İl ve ilçelerdeki mahalle muhtarlıkları kaldırılmalıdır. Artık muhtarlıkla ilgili işler internet üzerinden yapılabilmektedir. Muhtarlık adeta 'İhbarname' bırakma yeri. Devlet muhtara teslim edince alıcısına ulaşmış sayıyor. Kamu da çalışıp, muhtarlık yaparak ikinci bir muhtarlık maaşı verilmesi ne kadar doğru, takdir sizin.
En önemli ve en can alıcı ve büyük bir kara deliği önleyecek tasarruf da Diyanet İşleri Başkanlığında olmalıdır.
Kimse gerçekleri başka yöne çekip, toplumun yumuşak karnı olan din meselesi yapmaya kalkmasın. Realiteyi yazacağım. Biliyorum ki birçok kişi okuduğunu anlamak istediği gibi anlayacak, tepki koyacaktır. Onlara da bir an için düşünmelerini tavsiye ederim.
Birkaç bakanlığın bütçesinden fazla olan DİB bütçesi, yetmediği gibi yılın yarısında ek bütçe talep etmektedir. Haddinden fazla camimiz vardır. Cemaatine baktığınızda Cuma ve Bayram namazları hariç yok denecek kadar az. Buranın elektrik, su ve ısınma masrafları büyük yekün tutmaktadır.
Tarihi camiler hariç, birbirine yakın camilerden birinde ibadet yapılmalıdır. Hatta camiler dernekleri vasıtasıyla faaliyet göstermelidir.
Malum; COVİD-19 (Pandemi) zamanında zorunlu olarak camiler (16 Mart 2020 ile 29 Mayıs 2020 tarihleri arasında) ibadete kapatılmıştı. Bu sağlık yönünden zorunluydu. Şimdi de tasarruf nedeniyle bazı tedbirler alınabilir.
Bir diğer önemli tasarruf sağlayacak, ülkenin kara deliklerinden olan, çok dağınık köylerimizin bir araya veya ortak yerlerde toplu ve büyük köy halinde hayat bulmasıdır. Bu uzun vadeli olmakla beraber, ülkenin büyük sorunlarından biri çözülecektir. Ulaşım, elektrik, sağlık, eğitim ve tarım bütünlüğünde baktığımızda mutlaka bir yerlerden başlanmalıdır. Geleceğe miras, devamlı boşalan ve yok olan köyler değil, üretim ve eğitimin vücut bulduğu köyler olmalıdır.
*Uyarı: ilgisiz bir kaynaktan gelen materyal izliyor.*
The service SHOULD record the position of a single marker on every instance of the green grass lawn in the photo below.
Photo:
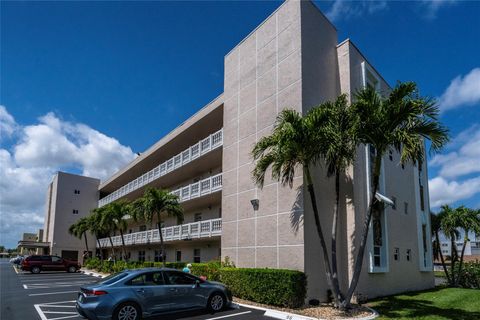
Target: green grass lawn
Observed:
(438, 303)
Ülkenin geleceğini düşünüp, gelişmiş, kalkınmış, eğitimli ve sayılı ülke olmak istiyorsak, siyasi mülahazalar dışında gerçekçi, ayakları yere basan ve taviz vermeden bilimsel projeleri uygulamalıyız. Aksi halde yoksulluğu, fakirliği, geri kalmış ülke olmanın ağırlığı altında ezilmeye devam ederiz!
Yolumuz ve geleceğimiz Atatürk'ün gösterdiği hedef olan 'MUASIR MEDENİYET' ülkesi olmalıyız.
Olabiliriz, coğrafyamız ve genç insan hazinemiz buna çok müsaittir. Yeter ki; kararlı olalım.